Humanitarian action, the process of aiding individuals in situations of crises, poses unique information-security challenges due to natural or manmade disasters, the adverse environments in which it takes place, and the scale and multi-disciplinary nature of the problems. Despite these challenges, humanitarian organizations are transitioning towards a strong reliance on the digitization of collected data and digital tools, which improves their effectiveness but also exposes them to computer security threats. In this paper, we conduct a qualitative analysis of the computer-security challenges of the International Committee of the Red Cross (ICRC), a large humanitarian organization with over sixteen thousand employees, an international legal personality, which involves privileges and immunities, and over 150 years of experience with armed conflicts and other situations of violence worldwide.

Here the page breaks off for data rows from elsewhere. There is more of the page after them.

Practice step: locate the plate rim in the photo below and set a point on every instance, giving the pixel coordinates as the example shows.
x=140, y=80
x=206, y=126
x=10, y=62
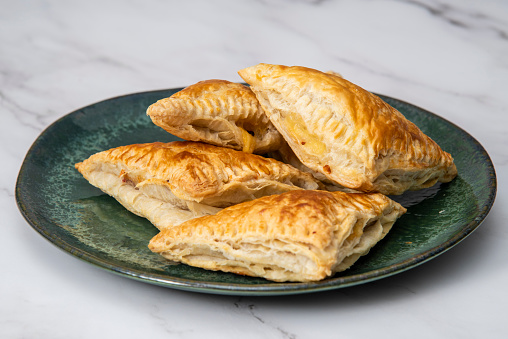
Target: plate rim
x=270, y=288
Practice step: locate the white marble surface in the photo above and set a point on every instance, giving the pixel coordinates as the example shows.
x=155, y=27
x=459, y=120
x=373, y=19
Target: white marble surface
x=449, y=57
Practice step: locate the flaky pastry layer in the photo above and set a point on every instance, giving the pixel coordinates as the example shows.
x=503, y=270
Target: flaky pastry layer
x=295, y=236
x=218, y=112
x=346, y=133
x=169, y=183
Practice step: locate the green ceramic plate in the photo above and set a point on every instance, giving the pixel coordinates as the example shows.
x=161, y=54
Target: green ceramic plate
x=78, y=218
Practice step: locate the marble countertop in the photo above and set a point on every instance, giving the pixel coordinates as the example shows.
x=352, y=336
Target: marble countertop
x=449, y=57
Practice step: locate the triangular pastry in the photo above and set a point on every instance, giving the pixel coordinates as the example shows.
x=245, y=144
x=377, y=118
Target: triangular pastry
x=218, y=112
x=169, y=183
x=346, y=133
x=295, y=236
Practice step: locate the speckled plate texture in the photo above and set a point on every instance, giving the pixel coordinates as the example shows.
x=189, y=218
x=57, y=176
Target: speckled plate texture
x=78, y=218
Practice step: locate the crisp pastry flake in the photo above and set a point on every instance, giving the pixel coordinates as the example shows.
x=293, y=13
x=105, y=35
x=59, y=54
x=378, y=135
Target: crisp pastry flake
x=300, y=235
x=169, y=183
x=346, y=133
x=218, y=112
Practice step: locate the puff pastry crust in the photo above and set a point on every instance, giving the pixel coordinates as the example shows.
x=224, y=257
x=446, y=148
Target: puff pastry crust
x=169, y=183
x=218, y=112
x=346, y=133
x=295, y=236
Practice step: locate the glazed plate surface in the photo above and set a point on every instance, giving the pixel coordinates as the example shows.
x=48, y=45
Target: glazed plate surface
x=81, y=220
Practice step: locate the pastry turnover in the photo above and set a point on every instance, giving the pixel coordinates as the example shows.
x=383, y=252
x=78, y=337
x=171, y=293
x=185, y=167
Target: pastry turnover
x=346, y=133
x=169, y=183
x=295, y=236
x=218, y=112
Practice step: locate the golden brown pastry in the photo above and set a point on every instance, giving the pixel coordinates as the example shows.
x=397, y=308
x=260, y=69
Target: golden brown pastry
x=169, y=183
x=295, y=236
x=346, y=133
x=218, y=112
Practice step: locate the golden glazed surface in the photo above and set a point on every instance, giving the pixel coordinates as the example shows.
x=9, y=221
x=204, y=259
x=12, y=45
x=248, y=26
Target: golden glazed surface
x=169, y=183
x=218, y=112
x=300, y=235
x=346, y=133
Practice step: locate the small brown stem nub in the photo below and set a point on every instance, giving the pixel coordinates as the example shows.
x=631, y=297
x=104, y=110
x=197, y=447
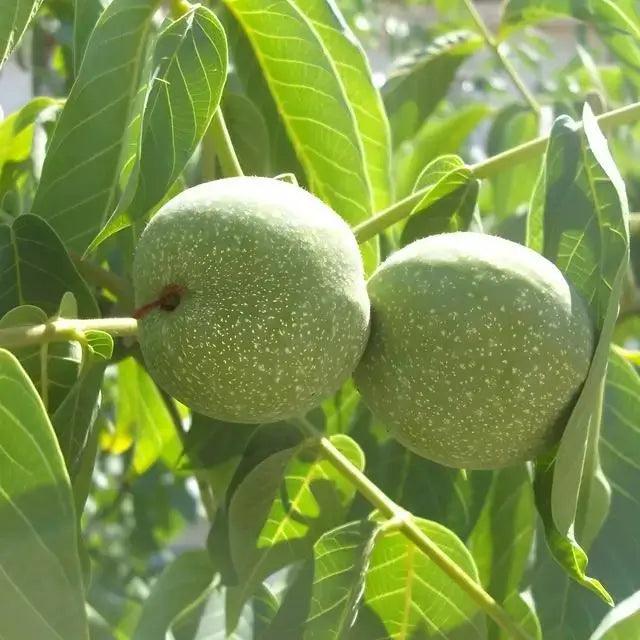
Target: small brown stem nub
x=168, y=300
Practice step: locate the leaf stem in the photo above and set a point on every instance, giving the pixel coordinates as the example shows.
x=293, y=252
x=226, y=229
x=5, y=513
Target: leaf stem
x=64, y=329
x=112, y=282
x=404, y=522
x=221, y=142
x=489, y=167
x=491, y=41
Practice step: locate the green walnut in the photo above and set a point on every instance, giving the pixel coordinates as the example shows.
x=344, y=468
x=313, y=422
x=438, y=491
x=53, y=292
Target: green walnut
x=252, y=299
x=478, y=350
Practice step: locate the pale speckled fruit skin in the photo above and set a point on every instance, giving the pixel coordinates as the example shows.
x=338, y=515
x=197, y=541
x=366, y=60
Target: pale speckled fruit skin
x=478, y=348
x=276, y=312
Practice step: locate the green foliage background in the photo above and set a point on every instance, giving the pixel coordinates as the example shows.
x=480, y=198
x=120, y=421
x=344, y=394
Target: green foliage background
x=105, y=481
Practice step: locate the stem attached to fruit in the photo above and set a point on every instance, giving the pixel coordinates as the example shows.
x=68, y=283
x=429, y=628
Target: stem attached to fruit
x=221, y=142
x=405, y=523
x=489, y=167
x=502, y=58
x=64, y=330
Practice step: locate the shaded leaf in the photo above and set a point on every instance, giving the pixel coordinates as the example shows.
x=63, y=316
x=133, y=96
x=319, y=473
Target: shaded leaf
x=408, y=104
x=181, y=584
x=40, y=582
x=623, y=623
x=411, y=595
x=79, y=185
x=341, y=558
x=331, y=110
x=191, y=59
x=512, y=187
x=15, y=16
x=449, y=203
x=85, y=17
x=281, y=508
x=437, y=137
x=35, y=269
x=142, y=412
x=63, y=358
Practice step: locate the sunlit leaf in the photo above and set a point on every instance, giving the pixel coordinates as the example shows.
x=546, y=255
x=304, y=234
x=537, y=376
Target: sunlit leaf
x=282, y=506
x=15, y=16
x=590, y=244
x=405, y=98
x=321, y=83
x=410, y=594
x=35, y=269
x=40, y=582
x=79, y=184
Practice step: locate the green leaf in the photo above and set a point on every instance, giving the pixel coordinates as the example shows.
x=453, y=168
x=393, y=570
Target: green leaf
x=502, y=539
x=320, y=81
x=85, y=16
x=411, y=595
x=341, y=558
x=208, y=620
x=35, y=269
x=521, y=609
x=63, y=358
x=405, y=98
x=179, y=586
x=15, y=16
x=452, y=497
x=590, y=245
x=617, y=22
x=282, y=507
x=436, y=137
x=449, y=203
x=217, y=448
x=40, y=582
x=623, y=623
x=16, y=130
x=142, y=411
x=248, y=130
x=79, y=185
x=191, y=56
x=511, y=188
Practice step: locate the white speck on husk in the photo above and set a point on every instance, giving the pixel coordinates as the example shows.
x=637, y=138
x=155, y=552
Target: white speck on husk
x=478, y=348
x=275, y=314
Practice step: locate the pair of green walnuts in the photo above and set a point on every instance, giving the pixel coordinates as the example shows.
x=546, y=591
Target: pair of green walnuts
x=254, y=308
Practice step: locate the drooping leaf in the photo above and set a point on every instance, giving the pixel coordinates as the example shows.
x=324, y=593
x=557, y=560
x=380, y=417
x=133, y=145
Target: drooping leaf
x=216, y=448
x=449, y=496
x=208, y=620
x=406, y=100
x=63, y=358
x=411, y=595
x=40, y=582
x=512, y=187
x=623, y=623
x=341, y=559
x=142, y=412
x=437, y=137
x=35, y=269
x=79, y=184
x=449, y=203
x=502, y=539
x=191, y=55
x=321, y=83
x=590, y=245
x=180, y=586
x=281, y=508
x=15, y=16
x=85, y=16
x=617, y=22
x=249, y=132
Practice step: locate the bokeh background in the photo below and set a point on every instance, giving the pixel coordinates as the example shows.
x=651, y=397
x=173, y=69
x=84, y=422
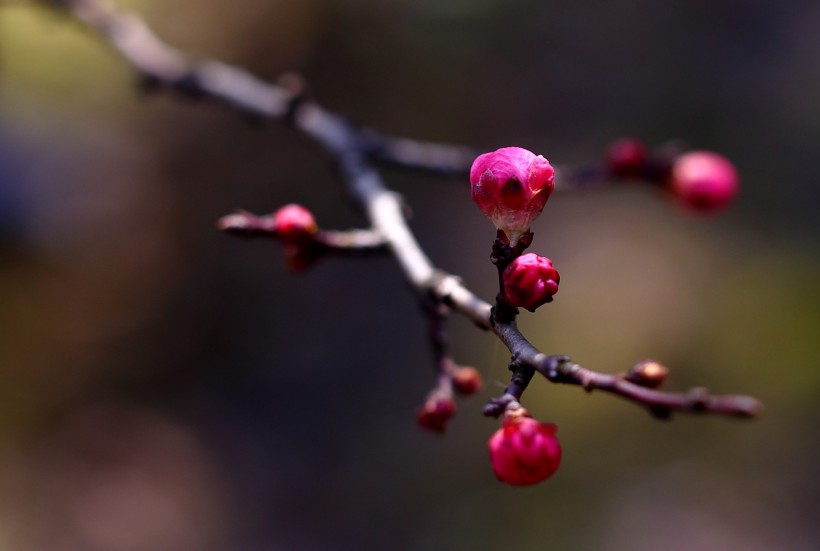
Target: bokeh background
x=166, y=387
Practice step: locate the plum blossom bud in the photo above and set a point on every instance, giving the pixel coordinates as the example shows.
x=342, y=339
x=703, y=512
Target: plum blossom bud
x=466, y=380
x=703, y=180
x=435, y=412
x=648, y=373
x=524, y=451
x=295, y=228
x=511, y=187
x=530, y=281
x=294, y=224
x=626, y=158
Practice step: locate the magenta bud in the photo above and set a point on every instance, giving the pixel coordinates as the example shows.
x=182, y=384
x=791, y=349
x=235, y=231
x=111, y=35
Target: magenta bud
x=704, y=181
x=648, y=373
x=511, y=186
x=524, y=451
x=626, y=158
x=530, y=281
x=294, y=224
x=434, y=414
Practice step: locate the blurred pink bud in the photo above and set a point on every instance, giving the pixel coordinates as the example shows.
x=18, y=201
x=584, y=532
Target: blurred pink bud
x=294, y=224
x=648, y=373
x=530, y=281
x=704, y=181
x=626, y=158
x=435, y=412
x=511, y=187
x=467, y=380
x=523, y=451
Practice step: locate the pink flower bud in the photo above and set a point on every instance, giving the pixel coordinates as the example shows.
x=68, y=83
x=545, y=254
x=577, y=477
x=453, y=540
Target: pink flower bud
x=511, y=187
x=467, y=380
x=294, y=224
x=703, y=180
x=435, y=412
x=626, y=158
x=523, y=451
x=648, y=373
x=530, y=281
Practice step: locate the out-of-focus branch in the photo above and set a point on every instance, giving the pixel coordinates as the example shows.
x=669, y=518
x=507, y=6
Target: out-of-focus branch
x=353, y=149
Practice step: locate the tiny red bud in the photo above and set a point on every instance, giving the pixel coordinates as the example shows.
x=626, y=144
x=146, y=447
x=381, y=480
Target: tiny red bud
x=294, y=225
x=648, y=373
x=703, y=180
x=530, y=281
x=434, y=414
x=466, y=380
x=626, y=158
x=511, y=187
x=524, y=451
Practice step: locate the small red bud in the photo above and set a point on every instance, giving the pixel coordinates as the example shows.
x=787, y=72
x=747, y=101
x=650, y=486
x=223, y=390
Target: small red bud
x=524, y=451
x=467, y=380
x=626, y=158
x=511, y=187
x=530, y=281
x=703, y=180
x=294, y=224
x=648, y=373
x=434, y=414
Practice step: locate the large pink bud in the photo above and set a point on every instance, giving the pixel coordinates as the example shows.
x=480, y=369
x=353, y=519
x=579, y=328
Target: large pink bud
x=524, y=451
x=704, y=181
x=511, y=187
x=530, y=281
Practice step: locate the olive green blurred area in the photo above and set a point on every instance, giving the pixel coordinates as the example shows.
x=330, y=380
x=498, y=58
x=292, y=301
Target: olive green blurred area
x=166, y=387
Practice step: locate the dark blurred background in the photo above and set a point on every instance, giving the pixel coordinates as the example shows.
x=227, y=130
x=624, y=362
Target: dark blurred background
x=166, y=387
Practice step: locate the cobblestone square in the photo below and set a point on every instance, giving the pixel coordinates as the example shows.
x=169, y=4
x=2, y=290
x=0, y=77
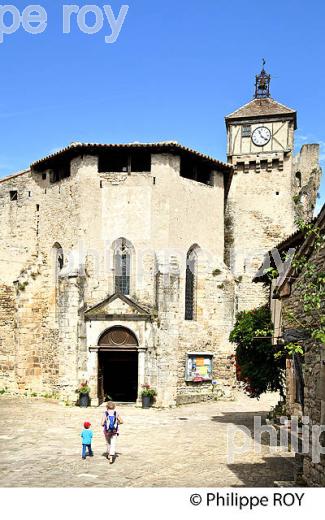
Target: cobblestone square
x=180, y=447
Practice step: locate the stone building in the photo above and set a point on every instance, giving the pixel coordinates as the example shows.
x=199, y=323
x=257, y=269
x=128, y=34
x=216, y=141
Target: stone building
x=125, y=264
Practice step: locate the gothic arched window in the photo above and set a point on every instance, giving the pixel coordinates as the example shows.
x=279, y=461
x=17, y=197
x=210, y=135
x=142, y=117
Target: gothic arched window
x=191, y=283
x=58, y=260
x=122, y=266
x=298, y=179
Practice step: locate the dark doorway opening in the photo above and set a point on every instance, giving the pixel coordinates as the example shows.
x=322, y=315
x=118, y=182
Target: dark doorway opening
x=119, y=375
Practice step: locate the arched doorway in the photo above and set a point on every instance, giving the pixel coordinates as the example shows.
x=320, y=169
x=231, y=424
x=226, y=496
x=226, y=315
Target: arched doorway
x=118, y=365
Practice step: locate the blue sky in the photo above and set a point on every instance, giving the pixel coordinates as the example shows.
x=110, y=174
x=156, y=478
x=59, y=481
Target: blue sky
x=177, y=68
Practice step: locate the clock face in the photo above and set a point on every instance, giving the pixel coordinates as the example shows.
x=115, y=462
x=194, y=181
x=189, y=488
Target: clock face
x=261, y=136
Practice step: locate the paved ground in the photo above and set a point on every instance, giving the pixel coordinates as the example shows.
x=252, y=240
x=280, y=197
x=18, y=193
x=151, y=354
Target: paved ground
x=182, y=447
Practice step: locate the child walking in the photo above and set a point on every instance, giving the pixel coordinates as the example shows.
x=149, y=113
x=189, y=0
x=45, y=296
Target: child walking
x=111, y=421
x=86, y=436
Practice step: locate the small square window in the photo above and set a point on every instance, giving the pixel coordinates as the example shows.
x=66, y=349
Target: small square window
x=246, y=131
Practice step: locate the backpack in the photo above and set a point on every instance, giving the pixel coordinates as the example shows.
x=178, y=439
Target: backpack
x=111, y=424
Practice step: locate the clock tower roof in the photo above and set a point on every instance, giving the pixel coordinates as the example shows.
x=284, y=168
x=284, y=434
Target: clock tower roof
x=262, y=106
x=259, y=108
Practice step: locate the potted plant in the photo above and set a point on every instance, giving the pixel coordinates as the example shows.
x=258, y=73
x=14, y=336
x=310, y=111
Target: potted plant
x=84, y=391
x=147, y=395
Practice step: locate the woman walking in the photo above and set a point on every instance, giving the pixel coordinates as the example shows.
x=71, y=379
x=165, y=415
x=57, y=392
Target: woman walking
x=110, y=421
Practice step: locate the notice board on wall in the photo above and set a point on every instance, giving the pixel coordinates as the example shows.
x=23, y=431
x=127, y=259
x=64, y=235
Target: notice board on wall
x=198, y=367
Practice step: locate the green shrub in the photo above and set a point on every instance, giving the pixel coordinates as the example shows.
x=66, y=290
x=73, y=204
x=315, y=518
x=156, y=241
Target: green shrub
x=256, y=364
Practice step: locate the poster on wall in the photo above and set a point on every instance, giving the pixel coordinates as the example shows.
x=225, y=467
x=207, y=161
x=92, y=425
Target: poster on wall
x=199, y=367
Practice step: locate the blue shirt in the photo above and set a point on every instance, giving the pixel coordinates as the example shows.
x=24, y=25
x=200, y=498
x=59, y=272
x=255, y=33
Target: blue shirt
x=86, y=436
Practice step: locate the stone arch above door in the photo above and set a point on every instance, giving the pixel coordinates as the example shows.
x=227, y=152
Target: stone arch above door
x=118, y=337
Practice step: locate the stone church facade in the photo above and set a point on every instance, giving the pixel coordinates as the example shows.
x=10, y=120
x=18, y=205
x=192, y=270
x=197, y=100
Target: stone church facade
x=126, y=264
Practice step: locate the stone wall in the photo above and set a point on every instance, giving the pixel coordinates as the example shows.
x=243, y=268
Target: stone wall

To investigate the computer security needs and practices of the ICRC from an operational, technical, legal, and managerial standpoint by considering individual, organizational, and governmental levels, we interviewed 27 field workers, IT staff, lawyers, and managers. Our results provide a first look at the unique security and privacy challenges that humanitarian organizations face when collecting, processing, transferring, and sharing data to enable humanitarian action for a multitude of sensitive activities. These results highlight, among other challenges, the trade offs between operational security and requirements stemming from all stakeholders, the legal barriers for data sharing among jurisdictions; especially, the need to complement privileges and immunities with robust technological safeguards in order to avoid any leakages that might hinder access and potentially compromise the neutrality, impartiality, and independence of humanitarian action.